Once we have the bit of understanding about how the two most relevant parts of the brain to trauma exist, we can build a bit on that knowledge and trying to understand why a trauma response will prevail when a person with PTSD is confronted with, what they perceive to be a difficult or situation similar to a past traumatic event. I use the word “perceive” because the situation might not be a dangerous situation, but can be a “trigger”. I can use an example from personal experience with this.
I was in an abusive marriage. When I met the man with now I am engaged, I had to have special “rules”, especially during fights or I would breakdown into full-on physical flashbacks. Reliving the nightmares over and over. He could not stand and yell. He had to sit somewhere opposite the room from me and away from the door so I knew that I could escape the situation, need be. Those were issues that caused personal triggers for me. Every single person who has PTSD has a different set of triggers. People sneaking up on me (I am still constantly hyper-vigilant and it’s exhausting). Loud noises are triggers. Just because someone wasn’t at war, remember, that doesn’t mean that they can’t have PTSD or secondary PTSD.

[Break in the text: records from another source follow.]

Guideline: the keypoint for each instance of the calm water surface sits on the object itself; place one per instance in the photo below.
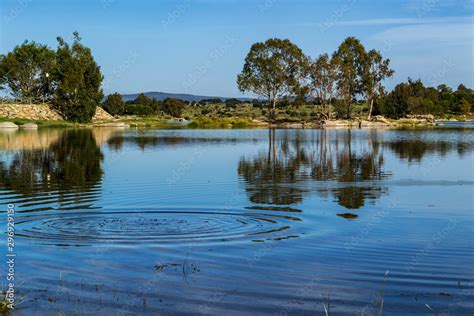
(241, 221)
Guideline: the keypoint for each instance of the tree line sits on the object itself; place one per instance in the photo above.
(68, 77)
(339, 85)
(278, 69)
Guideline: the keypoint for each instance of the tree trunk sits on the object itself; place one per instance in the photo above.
(370, 108)
(272, 108)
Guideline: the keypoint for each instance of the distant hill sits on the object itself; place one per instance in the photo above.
(187, 97)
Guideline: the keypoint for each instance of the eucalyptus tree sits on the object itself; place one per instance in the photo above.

Intrusive thoughts are one of the diagnostic tools for practitioners (therapists, counselors, or psychiatrists) to officially diagnose PTSD. When you find that you are experiencing flashbacks, intrusive thoughts, or even self-medication (drinking more than you used to or using other substances), these are red flags for you to reach out for help. This website gives an in-depth look at the most recent Diagnostic Statistical Manual (used widely by professionals) to diagnose PTSD officially. https://www.brainline.org/article/dsm-5-criteria-ptsd Your symptoms may feel like depression and anxiety at first, and may be those, but it’s an easy mistake to make. Reaching out sooner than later is much better (I waited until later and my story led me to a condition called PNES, which causes seizures), so please, get help now. It doesn’t make you weak. It actually, I think, makes you stronger. If I weren’t a practicing therapist at the time, I might’ve been more motivated to get help. There’s only so much healing you can do on your own.
Be sure to discuss every symptom that you’ve been having with your therapist (they’ll generally be the one doing your intake assessment, but they may not be the therapist assigned to your actual case). I recommend that you go to a therapist with ties to a psychiatrist (this is difficult to find if your therapist is private practice). Also discuss substance use, if you’ve been using any substances, prescribed or not. This information will go directly to your psychiatrist as this is the person who will possibly be prescribing medications.